The scheduling software, the radiology module of GE Centricity, has highly refined specifications, Prabhu says, allowing users to build in such questions for the scheduler as: Did you prep the patient? Did you tell her to bring her old [mammogram] film? Did you ask if she was breast feeding?
Because the radiology department was using digital images, rather than film, the majority of tests already were stored on-line, Prabhu notes, "so it was possible to view [images] without moving them" from place to place.
In order to create a call center of this type, she emphasizes, "you have to have the technology to support the whole idea."
Knowing preferences important
Another challenge addressed via technological innovation, Prabhu says, was that while schedulers at the individual sites had developed good relationships with the physicians they served, those relationships did not exist across the five facilities and the various specialties served by the call center.
"Before, [a scheduler at a certain site] would know Dr. X's preferences, and physicians like that," she explains. "They don't like repeating themselves. They don't want to have to tell the scheduler every time, 'I want Dr. Y to read this.'"
With the computer telephony integration software planned for the radiology call center, Prabhu says, "caller ID triggers where the call is coming from, [so the scheduler] can say, 'Oh, Dr. X, I already have Dr. Y reading your film.'"
The best example of how the system works, she notes, is the Chinese restaurant where the employee answering your call says, "Do you want your usual order?" Both are based on telephone ID, Prabhu adds, and require building a database.

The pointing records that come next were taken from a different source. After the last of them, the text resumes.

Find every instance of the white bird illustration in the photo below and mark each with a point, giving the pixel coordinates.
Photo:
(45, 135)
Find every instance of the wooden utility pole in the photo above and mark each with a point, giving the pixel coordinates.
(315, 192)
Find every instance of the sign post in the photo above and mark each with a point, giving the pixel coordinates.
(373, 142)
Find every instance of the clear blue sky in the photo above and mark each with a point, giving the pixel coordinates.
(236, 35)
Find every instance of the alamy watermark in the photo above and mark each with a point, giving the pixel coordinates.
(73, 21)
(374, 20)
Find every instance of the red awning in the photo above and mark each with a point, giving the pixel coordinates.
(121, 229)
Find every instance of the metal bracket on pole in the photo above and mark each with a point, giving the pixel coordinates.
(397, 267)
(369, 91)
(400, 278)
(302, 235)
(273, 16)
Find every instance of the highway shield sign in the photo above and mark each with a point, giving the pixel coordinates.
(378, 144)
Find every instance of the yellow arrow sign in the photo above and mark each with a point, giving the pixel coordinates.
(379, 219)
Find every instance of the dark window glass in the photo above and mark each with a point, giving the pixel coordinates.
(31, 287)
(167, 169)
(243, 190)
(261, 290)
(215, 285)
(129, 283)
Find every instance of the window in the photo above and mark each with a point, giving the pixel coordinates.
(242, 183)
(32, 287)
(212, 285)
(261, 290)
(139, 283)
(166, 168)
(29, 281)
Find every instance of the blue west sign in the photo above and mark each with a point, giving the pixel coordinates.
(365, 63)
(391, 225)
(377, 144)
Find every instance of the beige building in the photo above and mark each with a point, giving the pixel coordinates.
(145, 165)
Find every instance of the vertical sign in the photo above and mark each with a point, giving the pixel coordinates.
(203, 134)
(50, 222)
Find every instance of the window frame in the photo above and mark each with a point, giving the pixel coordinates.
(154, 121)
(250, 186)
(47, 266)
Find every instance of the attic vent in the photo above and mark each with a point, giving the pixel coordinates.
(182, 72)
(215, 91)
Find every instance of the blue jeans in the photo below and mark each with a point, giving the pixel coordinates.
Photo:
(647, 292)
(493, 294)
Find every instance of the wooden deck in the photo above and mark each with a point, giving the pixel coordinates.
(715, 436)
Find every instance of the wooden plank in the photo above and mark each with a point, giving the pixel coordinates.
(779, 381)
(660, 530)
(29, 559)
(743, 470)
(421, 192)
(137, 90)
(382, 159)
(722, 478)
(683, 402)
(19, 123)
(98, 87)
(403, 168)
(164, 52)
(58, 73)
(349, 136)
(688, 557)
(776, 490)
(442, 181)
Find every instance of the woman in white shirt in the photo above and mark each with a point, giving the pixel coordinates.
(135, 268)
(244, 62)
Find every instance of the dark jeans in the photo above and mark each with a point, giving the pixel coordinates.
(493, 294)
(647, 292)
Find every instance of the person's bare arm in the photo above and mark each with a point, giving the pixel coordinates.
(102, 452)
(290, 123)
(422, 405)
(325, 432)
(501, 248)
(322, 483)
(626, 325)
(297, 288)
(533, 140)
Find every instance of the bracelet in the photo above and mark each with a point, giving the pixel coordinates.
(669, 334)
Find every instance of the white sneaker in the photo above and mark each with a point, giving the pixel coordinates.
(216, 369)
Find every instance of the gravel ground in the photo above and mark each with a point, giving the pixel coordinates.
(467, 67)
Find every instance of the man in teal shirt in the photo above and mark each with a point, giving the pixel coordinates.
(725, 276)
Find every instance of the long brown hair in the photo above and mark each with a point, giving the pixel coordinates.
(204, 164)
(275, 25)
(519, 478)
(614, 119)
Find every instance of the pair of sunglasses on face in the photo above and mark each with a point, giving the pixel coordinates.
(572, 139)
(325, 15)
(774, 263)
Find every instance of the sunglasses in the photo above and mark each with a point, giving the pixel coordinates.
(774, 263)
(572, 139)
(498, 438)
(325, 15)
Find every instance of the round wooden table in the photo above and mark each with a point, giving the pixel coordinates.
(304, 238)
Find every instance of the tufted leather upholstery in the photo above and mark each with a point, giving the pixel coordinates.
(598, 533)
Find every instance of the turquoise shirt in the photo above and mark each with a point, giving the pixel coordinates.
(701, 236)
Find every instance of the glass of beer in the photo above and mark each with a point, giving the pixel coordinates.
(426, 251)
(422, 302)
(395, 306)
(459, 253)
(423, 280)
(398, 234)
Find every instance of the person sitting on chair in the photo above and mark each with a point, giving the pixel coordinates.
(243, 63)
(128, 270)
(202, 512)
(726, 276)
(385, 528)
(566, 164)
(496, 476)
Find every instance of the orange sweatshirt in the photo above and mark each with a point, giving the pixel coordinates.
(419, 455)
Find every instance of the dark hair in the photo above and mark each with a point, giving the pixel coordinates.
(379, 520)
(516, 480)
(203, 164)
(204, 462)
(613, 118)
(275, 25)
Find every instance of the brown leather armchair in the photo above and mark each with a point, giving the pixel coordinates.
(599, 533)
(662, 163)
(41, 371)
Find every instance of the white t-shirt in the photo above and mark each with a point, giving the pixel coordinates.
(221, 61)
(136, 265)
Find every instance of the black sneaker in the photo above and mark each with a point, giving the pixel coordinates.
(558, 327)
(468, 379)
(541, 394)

While the system at the Chinese restaurant basically includes your address and last order, the radiology call center database has the answers to such questions as: Who's the office administrator? Who does the physician want the test read by? Where does he or she normally send patients?
The scheduler having this information in advance of the call "makes the physician feel absolutely fantastic," Prabhu says, "and the schedulers have less stress and no sticky notes everywhere."
A staffing initiative pushed by the radiology department chairman focuses on recruiting undergraduates who want to go to medical school to work at the call center so they could get a better understanding of what that part of the health care industry entailed, Prabhu says. His other rationale, she adds, was that if you're spending a lot on technology, you want an educated, articulate individual to go along with it.
"My concern was that you're getting 20- or 21-year-old kids who have no working experience, so we had to make sure they were very well scripted," Prabhu says. "It will be interesting to see how this would work out in the long run."
What she pointed out to the department chairman, she adds, is that opportunities for career advancement are limited for call center representatives. "They can move to another level, as a manager, or you can make sure you have incentives for them."
The quality and productivity measurements necessary to create such an incentive program involve yet another type of technology that is important to the call center operation, Prabhu notes.
Using technology such as the Nortel Telephony System, she says, call center managers can rate staff performance by measuring, for example, how many callers are waiting in the queue and how long they've been waiting, and by alerting supervisors so they can jump in and take a call when necessary.
"You need technology to support a call center," Prabhu emphasizes, "especially with highly specialized areas like radiology that have detailed prep instructions. You need the knowledge and the joint effort to build all your databases. You need to have that information supplied to schedulers so they can provide it to patients."